My Bowels Are More Irritable Than Yours
I spend more time thinking about/fretting over/trying to do something about my bowel habits than anyone else I know. I do this because, quite frankly, my digestive system simply doesn’t work very well. If it’s working at all.
I was diagnosed with IBS (Irritable Bowel Syndrome) back in college after suffering with more digestive issues than I care to list. Back then, it was also known as Spastic Colon, which sounds more like a high school punk band’s name than a legitimate medical condition. Not only is my colon spastic and my bowels irritable, they are downright furious.
The annoying thing about IBS is that there’s really no concrete cause, and no one way to treat it, other than to stop eating everything that tastes good. In my case, it’s no doubt caused by stress and anxiety. Whereas stress in other people causes back pain or nervous tics, my body deals with it by shutting down the intestinal tract. The fact that my diet isn’t always the healthiest no doubt contributes to the cramping, the bloating, constipation and diarrhea.
After suffering through a spring and summer of one digestive nightmare after another, I decided it was time to SERIOUSLY try to tackle this problem and fix it.
My plan was fourfold: One, stop eating gluten for a couple months. Gluten is a common cause of digestive problems in millions; while I don’t think I have any serious gluten issues like celiac disease, I figure cutting it out of my diet might help.
Step Two: STOP DRINKING DIET SODA. I drink pop. Lots of pop. I love pop so much. I drink diet soda because regular pop is loaded with calories and corn syrup, and I don’t need those things either. But what are all of those artificial sweeteners and preservatives doing to my insides? Again, it can’t hurt cutting way down on the soda pop intake. (I’ll never stop drinking pop altogether. A person needs some kind of vice in their life.)
Step Three: Natural Remedies. The internet is chock full of natural, healthy ways to heal one’s gut. So goodbye gluten and soda pop and processed foods, hello probiotics and kombucha and unsweetened yogurt and peppermint tea.
What have I learned in the last month? Mainly, everything that is good and delicious in this world probably has gluten in it. Second, and more importantly, I think my plan is working. I’m not bloated. I’m, ahem, more “regular” than I’ve been in quite awhile. I feel almost normal.
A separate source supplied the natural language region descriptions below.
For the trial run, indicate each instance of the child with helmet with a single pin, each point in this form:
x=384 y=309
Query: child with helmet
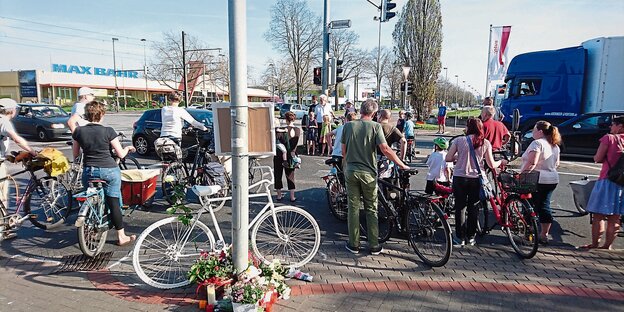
x=439 y=169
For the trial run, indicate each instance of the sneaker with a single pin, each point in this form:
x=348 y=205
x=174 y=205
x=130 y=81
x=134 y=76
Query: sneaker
x=353 y=250
x=376 y=250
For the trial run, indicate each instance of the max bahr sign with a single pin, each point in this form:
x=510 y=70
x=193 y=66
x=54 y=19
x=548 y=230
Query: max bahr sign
x=28 y=83
x=96 y=71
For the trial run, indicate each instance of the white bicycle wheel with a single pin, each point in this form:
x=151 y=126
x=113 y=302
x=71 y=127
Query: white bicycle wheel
x=160 y=260
x=301 y=236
I’m planning on sticking with the gluten-free plan for another month or so. And when I say ‘gluten-free,’ I mean 90% gluten free. Beer has small amounts of gluten in it, and I haven’t given that up. I’ve cut way back on it, but beer is just too precious and important to my well-being to give up altogether. Most beers, from what I can gather online, contains such low levels of gluten that they can be called ‘gluten-free.’ The reason brewers don’t label their beers as such, in my opinion, are to avoid lawsuits from celiac sufferers, and also so they can market (higher-priced) true gluten free beers made from non-wheat ingredients like rice and sorghum.
I will at some point slowly add gluten products back into my diet and see what happens. Why? Well, like I said, gluten makes food taste better. Second, the gluten-free food market is crowded with ridiculously over-priced, ridiculously not tasty food products. When I say over-priced, I mean six bucks for a miniature loaf of GF bread made from rice powder or potatoes or some other ingredient that doesn’t belong in anything with the word ‘bread’ in it. I’m hoping that with moderation, I’ll be able to enjoy bread (REAL bread, made with wheat, not sawdust), pizza, etc…. without too many problems.
As I get older, the fact that it’s going to be increasingly important for me to eat right becomes more and more clear. Luckily, the last month has shown me that not only is this possible, it’s also not as bad as I once thought it would be. With the help of my improved diet, regular exercise and plenty of sleep, starting today, I am officially upgrading my Bowel Syndrome from ‘Irritable’ to merely ‘Disagreeable.’ It’s not perfect, but it’s a definite improvement.